Oh, yes. "What is already there," is important. You can only place a marker into a kingdom if the size of the set that you just played is greater than the number of markers that you already have in that kingdom. This means you have to build larger and larger sets as the game progresses.

Ethnos has a dozen different creatures and you only play with half of them in any given game. This provides a lot of different powers and a lot of variability. The different combinations of creatures in Ethnos creates new strategies and surprises in every game, but these creatures don't provide the only surprise twist to the game play in Ethnos.

I left out one important rule. When you play a set, all other cards that you have in your hand are discarded into a face up draw pile. This means that any other set that you have started is now laying out there for everyone else to draw from and that every time that you play a set, your hand is empty and you have to start over from scratch.

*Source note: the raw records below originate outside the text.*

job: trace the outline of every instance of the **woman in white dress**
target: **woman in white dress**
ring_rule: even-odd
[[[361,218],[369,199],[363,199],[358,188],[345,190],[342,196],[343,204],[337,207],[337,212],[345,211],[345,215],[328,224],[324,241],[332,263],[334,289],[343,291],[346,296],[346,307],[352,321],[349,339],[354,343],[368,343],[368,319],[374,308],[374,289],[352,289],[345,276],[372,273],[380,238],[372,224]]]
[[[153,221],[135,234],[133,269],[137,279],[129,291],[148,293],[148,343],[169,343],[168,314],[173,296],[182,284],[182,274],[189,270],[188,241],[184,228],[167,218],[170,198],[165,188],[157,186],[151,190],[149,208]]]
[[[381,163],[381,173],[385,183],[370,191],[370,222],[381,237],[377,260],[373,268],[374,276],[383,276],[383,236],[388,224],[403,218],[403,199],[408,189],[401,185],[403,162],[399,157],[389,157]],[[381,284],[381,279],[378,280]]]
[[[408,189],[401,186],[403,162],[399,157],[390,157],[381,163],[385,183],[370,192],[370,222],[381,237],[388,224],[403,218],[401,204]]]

This creates a lot of tension in the game as you struggle to decide just how long you hold onto cards before you pull the trigger and play your set. If you wait too long, you'll be giving great opportunities to your opponents. This tension creates just the right kind of excitement in the game because your opponents are all struggling with the same tough choice.

So, to summarize: in Ethnos, players draw a card and add it to their hand from either a face up draw pile or the face down deck in order to create sets. Sets are played to add markers to the shared board and score points. Sound familiar? This is the exact game play of Ticket to Ride, but Ethnos is so much better.

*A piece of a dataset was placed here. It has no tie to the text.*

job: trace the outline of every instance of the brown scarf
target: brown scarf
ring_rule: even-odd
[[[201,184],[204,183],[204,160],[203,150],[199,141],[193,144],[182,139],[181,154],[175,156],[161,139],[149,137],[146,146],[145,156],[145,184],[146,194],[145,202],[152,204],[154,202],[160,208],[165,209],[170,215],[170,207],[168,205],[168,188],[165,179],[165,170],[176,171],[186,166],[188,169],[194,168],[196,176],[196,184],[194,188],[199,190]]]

The fact that you discard your hand every time that you play a set, and the fact that every set played has a special power, and that these powers change from game to game … all of this escalates Ethnos and makes it an awesome replacement for Ticket to Ride (that you won't find in my top 100.) 

Ethnos is a masterpiece. Normally, area control games like this don't appeal to me, but Ethnos has a few clever tricks up its sleeve that elevates it and lands it in my top 20. 


#19 Cartographers

In Cartographers players each have a score sheet made up of a square grid, basically a piece of graph paper. Players draw map symbols into the squares on their paper. The symbols are simple. You don't have to be an artist to play this game. That's not the point. The point is to arrange the symbols in specific groupings. These symbols represent specific map features.

These groupings and how they are scored is determined by public objective cards that change with every game. There are 16 objective cards, but you only use 4 with each game. You label these cards with letters from A-D and you score two objective cards every round, scoring each card twice (AB, BC, CD, DA) during the four rounds of the game.

Every turn a card is flipped showing either two polygon shapes and one map feature, or two map features and one polygon shape. Players choose what of the options on the card that they are going to draw, and then they draw them onto their personal maps, keeping the public objectives in mind.

In addition to the cards showing shapes and features, there are special cards called ambush cards. When one of these is drawn, the shape drawn represents monsters that are invading your land and are worth negative points unless you are able to surround them with other map features, isolating them. The twist here is that you hand your map to an opponent, and they get to draw the invader shape.

Cartographers falls under the category of roll-and-write or flip-and-write games, but it feels different. The "canvas" you are working with here is wide open, and the invaders add an element of interaction that is not found in other games of this type. It's a puzzly polyomino game that just works.

I started out by saying that you didn't need to be able to draw, but the drawing is fun here, whether you consider yourself good at it or not. In every game of Cartographers that we have played, we have pulled out the colored pencils and given our maps the royal treatment. It's fun! It's kind of "coloring book" the game.

Also, as with many games in the "... and write" category, you can play with any number of players without impacting the game play, provided you have enough pencils. We took Cartographers to a family gathering, and played 10 people, and everyone had a blast!